The Degree of Fine-Tuning in our Universe and Others

The fundamental constants of nature must fall within a range
of values in order for the universe to develop structure and support
life. This talk outlines the current constraints on these quantities
in order to assess the degree of tuning required for the universe to
be viable. In the realm of particle physics, the relevant parameters
are the strengths of the fundamental forces and the particle masses.
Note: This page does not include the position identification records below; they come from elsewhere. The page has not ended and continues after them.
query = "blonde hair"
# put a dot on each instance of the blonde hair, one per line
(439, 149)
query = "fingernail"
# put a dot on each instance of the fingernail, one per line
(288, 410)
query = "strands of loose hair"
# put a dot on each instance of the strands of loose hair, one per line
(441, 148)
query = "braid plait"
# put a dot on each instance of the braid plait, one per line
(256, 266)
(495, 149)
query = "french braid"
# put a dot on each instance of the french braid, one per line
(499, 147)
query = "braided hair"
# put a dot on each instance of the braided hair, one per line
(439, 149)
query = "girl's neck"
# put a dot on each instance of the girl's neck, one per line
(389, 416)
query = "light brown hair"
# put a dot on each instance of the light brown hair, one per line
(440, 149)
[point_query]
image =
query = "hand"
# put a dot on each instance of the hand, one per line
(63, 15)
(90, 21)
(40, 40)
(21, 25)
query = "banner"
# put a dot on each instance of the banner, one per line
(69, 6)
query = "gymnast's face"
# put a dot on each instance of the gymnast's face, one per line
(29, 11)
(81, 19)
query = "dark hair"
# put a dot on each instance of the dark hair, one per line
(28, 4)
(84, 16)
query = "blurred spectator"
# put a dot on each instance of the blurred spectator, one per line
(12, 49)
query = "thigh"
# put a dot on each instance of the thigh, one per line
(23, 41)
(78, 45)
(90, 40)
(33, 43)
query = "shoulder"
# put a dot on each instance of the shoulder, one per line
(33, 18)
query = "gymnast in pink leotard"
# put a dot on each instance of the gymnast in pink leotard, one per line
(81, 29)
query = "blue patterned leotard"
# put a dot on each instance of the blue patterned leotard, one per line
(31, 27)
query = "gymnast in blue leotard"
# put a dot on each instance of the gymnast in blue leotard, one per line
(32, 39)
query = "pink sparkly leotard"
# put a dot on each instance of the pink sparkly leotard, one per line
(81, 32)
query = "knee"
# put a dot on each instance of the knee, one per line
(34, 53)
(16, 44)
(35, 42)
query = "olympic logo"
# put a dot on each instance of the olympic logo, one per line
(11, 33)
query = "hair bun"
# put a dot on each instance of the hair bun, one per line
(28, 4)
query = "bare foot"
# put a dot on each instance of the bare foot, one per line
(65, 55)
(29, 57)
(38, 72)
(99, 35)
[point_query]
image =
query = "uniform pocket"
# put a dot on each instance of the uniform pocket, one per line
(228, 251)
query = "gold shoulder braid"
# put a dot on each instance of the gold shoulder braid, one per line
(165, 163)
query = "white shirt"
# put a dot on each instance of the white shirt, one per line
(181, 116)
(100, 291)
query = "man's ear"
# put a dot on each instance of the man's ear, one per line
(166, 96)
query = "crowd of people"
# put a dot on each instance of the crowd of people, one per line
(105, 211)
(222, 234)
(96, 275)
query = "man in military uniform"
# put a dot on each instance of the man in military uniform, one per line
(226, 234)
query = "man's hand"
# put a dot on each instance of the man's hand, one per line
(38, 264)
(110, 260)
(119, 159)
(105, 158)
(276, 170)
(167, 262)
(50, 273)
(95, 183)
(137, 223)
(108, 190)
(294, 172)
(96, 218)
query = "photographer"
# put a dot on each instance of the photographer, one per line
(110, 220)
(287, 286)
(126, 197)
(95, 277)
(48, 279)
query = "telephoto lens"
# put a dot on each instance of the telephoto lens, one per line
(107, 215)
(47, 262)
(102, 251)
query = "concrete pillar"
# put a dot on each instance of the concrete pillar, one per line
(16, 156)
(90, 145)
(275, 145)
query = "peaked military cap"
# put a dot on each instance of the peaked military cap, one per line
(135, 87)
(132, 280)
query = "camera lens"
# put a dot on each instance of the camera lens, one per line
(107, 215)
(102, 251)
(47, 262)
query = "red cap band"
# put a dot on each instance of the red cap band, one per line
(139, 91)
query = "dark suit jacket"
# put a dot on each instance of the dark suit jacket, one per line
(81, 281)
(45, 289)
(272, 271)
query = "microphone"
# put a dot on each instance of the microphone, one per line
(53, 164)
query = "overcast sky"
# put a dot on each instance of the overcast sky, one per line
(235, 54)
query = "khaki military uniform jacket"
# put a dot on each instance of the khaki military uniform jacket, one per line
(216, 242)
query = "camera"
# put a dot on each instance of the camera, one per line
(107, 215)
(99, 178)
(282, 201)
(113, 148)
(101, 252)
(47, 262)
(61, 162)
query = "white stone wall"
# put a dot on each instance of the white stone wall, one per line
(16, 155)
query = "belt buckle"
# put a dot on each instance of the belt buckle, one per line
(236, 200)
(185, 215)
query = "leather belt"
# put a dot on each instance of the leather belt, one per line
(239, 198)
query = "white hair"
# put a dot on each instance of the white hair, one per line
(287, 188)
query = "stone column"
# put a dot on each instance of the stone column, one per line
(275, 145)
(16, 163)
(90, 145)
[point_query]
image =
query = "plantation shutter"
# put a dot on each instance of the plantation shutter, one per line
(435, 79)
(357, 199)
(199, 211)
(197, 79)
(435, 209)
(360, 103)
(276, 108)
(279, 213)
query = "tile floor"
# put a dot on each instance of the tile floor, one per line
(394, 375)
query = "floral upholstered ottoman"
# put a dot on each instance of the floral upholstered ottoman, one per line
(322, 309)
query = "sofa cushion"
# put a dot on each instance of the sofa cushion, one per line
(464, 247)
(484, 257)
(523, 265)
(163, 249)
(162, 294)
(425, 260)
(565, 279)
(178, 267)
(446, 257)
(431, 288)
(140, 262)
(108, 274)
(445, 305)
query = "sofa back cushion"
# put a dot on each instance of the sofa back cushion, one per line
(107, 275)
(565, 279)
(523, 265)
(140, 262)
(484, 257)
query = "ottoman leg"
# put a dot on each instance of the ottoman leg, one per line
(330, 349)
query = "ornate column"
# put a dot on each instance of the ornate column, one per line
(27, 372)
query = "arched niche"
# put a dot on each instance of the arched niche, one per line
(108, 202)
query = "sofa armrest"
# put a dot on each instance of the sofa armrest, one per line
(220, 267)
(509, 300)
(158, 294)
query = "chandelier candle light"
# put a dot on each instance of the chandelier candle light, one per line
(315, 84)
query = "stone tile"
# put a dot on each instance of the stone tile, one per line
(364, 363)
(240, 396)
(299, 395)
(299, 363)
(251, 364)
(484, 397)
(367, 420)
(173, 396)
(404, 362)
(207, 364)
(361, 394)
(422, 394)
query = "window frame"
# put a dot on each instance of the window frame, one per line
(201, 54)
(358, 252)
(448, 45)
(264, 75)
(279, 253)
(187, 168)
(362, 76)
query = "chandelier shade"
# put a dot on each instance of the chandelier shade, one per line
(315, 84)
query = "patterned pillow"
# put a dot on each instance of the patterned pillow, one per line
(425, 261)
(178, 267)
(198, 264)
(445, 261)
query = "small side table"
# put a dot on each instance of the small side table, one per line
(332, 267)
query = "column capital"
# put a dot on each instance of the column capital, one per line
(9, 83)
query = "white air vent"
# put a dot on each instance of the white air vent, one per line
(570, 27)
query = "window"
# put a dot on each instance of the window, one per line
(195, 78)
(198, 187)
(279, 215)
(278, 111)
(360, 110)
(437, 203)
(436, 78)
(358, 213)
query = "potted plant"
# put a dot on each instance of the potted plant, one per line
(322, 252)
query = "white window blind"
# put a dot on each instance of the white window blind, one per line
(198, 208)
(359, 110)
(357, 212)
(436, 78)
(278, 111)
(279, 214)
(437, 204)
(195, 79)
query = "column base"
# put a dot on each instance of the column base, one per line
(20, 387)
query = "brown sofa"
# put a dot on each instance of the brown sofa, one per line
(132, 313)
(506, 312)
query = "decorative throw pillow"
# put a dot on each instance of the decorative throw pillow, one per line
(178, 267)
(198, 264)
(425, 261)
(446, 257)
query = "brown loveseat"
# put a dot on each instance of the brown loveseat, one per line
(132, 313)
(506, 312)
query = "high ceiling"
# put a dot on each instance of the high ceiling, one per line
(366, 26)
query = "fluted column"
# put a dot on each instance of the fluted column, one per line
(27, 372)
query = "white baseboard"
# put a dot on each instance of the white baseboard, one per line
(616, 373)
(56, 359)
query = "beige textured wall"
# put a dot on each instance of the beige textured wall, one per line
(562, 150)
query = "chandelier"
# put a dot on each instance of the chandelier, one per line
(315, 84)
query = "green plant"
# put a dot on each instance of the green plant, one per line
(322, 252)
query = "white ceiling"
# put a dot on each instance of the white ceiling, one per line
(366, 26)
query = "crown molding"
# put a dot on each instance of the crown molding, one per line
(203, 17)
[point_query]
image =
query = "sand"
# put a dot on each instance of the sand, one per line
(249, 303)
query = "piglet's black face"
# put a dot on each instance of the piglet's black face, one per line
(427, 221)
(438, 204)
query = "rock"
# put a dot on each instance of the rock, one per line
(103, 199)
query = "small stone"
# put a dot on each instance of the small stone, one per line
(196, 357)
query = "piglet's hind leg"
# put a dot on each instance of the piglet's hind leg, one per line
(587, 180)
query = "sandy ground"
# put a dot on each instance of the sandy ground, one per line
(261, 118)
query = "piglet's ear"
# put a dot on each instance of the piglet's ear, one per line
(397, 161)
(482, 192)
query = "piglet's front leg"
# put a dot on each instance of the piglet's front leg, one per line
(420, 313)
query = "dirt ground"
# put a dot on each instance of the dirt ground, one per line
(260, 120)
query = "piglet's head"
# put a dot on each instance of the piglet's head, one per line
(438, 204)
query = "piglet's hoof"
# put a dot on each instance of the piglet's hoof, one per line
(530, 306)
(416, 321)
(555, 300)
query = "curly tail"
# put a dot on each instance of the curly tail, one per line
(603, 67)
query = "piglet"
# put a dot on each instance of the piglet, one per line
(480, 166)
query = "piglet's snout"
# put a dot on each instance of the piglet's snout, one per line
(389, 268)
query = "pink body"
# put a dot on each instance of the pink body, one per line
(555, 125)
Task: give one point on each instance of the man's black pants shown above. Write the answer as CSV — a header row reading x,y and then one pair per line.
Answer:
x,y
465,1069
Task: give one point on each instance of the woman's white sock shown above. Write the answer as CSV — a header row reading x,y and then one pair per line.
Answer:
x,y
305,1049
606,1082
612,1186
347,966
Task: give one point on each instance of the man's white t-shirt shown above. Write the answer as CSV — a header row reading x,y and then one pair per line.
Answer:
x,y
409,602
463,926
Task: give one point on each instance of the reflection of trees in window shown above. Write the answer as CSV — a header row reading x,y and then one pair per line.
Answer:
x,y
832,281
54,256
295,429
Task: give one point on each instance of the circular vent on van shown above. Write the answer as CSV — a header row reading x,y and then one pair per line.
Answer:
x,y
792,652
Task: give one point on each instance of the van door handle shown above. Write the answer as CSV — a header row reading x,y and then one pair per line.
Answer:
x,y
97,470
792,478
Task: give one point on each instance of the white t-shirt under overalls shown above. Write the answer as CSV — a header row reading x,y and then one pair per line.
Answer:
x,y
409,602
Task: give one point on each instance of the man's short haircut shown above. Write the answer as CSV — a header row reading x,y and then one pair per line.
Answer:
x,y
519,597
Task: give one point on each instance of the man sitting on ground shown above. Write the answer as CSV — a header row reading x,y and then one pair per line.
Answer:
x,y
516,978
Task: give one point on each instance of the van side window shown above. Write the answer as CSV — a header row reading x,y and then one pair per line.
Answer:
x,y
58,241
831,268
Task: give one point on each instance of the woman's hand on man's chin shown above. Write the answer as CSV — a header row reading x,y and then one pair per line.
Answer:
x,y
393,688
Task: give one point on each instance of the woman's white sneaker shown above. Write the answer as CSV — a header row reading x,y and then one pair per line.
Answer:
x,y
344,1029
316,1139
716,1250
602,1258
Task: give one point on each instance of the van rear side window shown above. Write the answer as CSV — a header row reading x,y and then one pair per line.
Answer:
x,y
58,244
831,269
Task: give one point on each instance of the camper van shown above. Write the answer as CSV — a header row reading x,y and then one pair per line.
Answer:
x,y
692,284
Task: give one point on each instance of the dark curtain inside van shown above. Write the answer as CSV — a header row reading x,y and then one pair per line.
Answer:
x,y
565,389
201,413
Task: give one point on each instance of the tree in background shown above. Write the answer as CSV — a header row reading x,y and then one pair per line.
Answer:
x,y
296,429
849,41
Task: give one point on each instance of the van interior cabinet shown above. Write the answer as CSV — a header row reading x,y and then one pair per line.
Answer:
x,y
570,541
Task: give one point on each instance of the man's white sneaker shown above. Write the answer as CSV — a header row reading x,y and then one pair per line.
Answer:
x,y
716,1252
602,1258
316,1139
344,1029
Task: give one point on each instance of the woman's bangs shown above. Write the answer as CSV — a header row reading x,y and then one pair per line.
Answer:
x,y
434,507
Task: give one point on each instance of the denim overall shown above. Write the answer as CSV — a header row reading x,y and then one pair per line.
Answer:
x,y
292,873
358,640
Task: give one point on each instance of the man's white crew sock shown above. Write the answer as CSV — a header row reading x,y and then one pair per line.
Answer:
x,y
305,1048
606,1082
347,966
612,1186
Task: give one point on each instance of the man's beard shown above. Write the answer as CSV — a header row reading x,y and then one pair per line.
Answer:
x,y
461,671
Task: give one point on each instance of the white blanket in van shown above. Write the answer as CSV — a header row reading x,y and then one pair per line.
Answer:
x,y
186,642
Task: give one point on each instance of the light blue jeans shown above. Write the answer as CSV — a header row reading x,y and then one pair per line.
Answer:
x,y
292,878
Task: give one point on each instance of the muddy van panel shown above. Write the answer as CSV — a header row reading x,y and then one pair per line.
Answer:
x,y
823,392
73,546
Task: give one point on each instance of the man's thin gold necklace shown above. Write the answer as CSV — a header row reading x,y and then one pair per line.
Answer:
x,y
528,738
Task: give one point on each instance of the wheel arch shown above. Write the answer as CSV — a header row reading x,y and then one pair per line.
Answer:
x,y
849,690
Additional astrophysical parameters include the cosmic energy density,
the cosmological constant, the abundances of baryons and dark matter,
and the amplitude of primordial density fluctuations. These quantities
are constrained by the need for the universe to live for a long time,
emerge from its early epochs with an acceptable chemical composition,
and successfully produce galaxies. On smaller scales, stars and
planets must be able to form and function. The stars must also have
sufficiently long lifetimes and hot surface temperatures.  We also
consider potential fine-tuning related to the triple alpha reaction
that produces carbon, the case of unstable deuterium, and the
possibility of stable diprotons. For all of these issues, the goal is
to delineate the range of parameter space for which universes can
remain habitable. In spite of its biophilic properties, our universe
is not optimized for the emergence of life, in that favorable
variations could result in more galaxies, more stars, and potentially
more habitable planets.